My building is in an East side suburb of Greater Downtown Los Angeles, which is to say far from the center of DTLA. It’s gentrified and exotic. But once a pedestrian crosses the Alameda Delta —late  in the predawn hour, into downtown downtown — ain’t nothin goin’ on but houseless voices.  

“Hey, OG!” That’s the call that can truncate a draw from my Keith Haring one-hit. “OG, got a light?”  “Let me holler at ya, OG.”

“OG” is what Black men under 40 whom I don’t know tend to call me. Usually, I’m good with it, taking the name as a moniker of respect. But on Alameda Street before dawn it’s too often not cool. Of LA’s homeless, Alameda Delta panhandlers are the least together. 

But the secret to living in this town, pedestrian or auto-slave, is to live in a geographic space roughly the size of Portland. Kobe Bryant never could wrap his mind around that, living more than 40 miles away in Newport Beach and employing a helicopter in order to avoid the dreaded 405 gridlock. It eventually, tragically, killed him. To have 35 miles-per-hour consciousness is to constantly put yourself in mechanical danger while missing out on the feel of a heat foretold in crisp morning air. In the 80s, some white pop rockers made a song about how (only a) nobody walks in Los Angeles. Maybe the sentiment was accurate, but it feels like what Spaulding Gray, may he rest in peace, warned us about.  

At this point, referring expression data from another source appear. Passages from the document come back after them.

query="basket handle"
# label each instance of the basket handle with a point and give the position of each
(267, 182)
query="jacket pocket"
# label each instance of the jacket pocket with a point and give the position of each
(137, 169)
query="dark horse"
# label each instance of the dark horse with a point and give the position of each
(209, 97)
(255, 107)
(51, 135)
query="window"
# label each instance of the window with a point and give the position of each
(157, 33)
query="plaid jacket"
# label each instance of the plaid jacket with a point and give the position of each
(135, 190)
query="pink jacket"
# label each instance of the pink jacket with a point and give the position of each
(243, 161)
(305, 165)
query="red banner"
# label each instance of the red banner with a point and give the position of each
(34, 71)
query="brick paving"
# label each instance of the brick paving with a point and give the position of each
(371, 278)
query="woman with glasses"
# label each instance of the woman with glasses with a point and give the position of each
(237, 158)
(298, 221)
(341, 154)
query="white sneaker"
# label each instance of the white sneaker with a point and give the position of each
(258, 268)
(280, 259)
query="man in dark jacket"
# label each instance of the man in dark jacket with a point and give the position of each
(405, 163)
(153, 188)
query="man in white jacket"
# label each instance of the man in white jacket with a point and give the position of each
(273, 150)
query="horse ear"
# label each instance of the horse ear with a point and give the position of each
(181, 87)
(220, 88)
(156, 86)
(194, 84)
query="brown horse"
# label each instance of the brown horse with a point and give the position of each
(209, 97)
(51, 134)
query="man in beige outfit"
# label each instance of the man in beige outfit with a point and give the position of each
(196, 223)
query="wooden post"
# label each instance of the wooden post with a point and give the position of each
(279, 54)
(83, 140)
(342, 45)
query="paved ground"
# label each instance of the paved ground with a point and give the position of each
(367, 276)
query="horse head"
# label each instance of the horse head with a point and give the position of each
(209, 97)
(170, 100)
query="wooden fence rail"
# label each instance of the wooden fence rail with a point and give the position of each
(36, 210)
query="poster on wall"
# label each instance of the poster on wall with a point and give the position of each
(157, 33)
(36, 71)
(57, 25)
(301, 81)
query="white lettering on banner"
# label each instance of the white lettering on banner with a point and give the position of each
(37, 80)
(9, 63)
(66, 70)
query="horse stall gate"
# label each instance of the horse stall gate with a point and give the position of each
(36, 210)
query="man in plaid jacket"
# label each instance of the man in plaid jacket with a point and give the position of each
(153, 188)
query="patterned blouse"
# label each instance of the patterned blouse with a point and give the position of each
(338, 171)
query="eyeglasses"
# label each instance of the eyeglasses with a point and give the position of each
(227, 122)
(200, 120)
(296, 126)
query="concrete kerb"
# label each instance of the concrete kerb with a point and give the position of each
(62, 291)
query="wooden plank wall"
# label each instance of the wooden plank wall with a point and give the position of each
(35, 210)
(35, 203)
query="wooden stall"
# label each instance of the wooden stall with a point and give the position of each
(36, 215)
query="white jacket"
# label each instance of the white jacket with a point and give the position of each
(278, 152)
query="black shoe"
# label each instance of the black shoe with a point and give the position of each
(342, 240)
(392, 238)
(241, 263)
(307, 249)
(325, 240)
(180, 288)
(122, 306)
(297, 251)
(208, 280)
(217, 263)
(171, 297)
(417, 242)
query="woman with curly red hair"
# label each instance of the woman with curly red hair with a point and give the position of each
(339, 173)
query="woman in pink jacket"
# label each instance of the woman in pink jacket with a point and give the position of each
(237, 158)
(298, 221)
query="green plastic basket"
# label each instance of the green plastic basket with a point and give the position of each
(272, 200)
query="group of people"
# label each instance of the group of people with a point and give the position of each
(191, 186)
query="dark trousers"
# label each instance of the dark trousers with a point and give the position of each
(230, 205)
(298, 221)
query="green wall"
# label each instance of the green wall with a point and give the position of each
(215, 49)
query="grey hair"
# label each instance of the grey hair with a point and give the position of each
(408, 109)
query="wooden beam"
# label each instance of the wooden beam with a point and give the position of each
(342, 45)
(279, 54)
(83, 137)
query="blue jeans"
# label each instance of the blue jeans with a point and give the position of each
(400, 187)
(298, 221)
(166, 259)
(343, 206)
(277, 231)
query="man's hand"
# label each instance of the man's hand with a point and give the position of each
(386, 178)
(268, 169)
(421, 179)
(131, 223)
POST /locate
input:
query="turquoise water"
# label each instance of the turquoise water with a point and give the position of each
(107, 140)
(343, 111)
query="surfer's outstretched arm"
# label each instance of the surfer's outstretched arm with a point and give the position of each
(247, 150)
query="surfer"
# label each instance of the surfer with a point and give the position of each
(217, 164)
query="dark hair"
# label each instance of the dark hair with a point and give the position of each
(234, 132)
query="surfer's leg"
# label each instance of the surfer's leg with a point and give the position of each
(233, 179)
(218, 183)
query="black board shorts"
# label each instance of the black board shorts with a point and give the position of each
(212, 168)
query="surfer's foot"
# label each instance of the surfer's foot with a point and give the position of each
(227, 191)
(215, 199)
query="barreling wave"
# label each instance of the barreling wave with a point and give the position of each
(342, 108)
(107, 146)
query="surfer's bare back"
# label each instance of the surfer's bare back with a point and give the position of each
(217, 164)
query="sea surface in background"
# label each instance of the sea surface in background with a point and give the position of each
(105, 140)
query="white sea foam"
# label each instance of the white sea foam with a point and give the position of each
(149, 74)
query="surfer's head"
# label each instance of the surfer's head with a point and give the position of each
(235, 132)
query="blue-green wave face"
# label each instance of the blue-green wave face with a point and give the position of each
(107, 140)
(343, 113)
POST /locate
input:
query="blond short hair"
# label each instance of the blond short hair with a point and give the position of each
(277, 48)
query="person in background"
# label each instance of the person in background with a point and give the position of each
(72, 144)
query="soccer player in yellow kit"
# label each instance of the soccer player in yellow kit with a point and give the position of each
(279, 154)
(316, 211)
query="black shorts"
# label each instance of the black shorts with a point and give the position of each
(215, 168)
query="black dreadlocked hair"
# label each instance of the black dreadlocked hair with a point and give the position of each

Too many Angelenos out of their autos for elitism to breathe in these streets today. When the Oscars aren’t interrupting, we walkers are catching trains at Union Station by the invisible million and linking up L.A.’s many suburbs. We buy less gas, damage less Southern Cali air. And sometimes we walkers snatch a train ticket to Oregon, home of sweet, cheap weed that I can roll back into the station with and fortify my perspective. I’m a pedestrian, living slow enough to see a whole coast as home.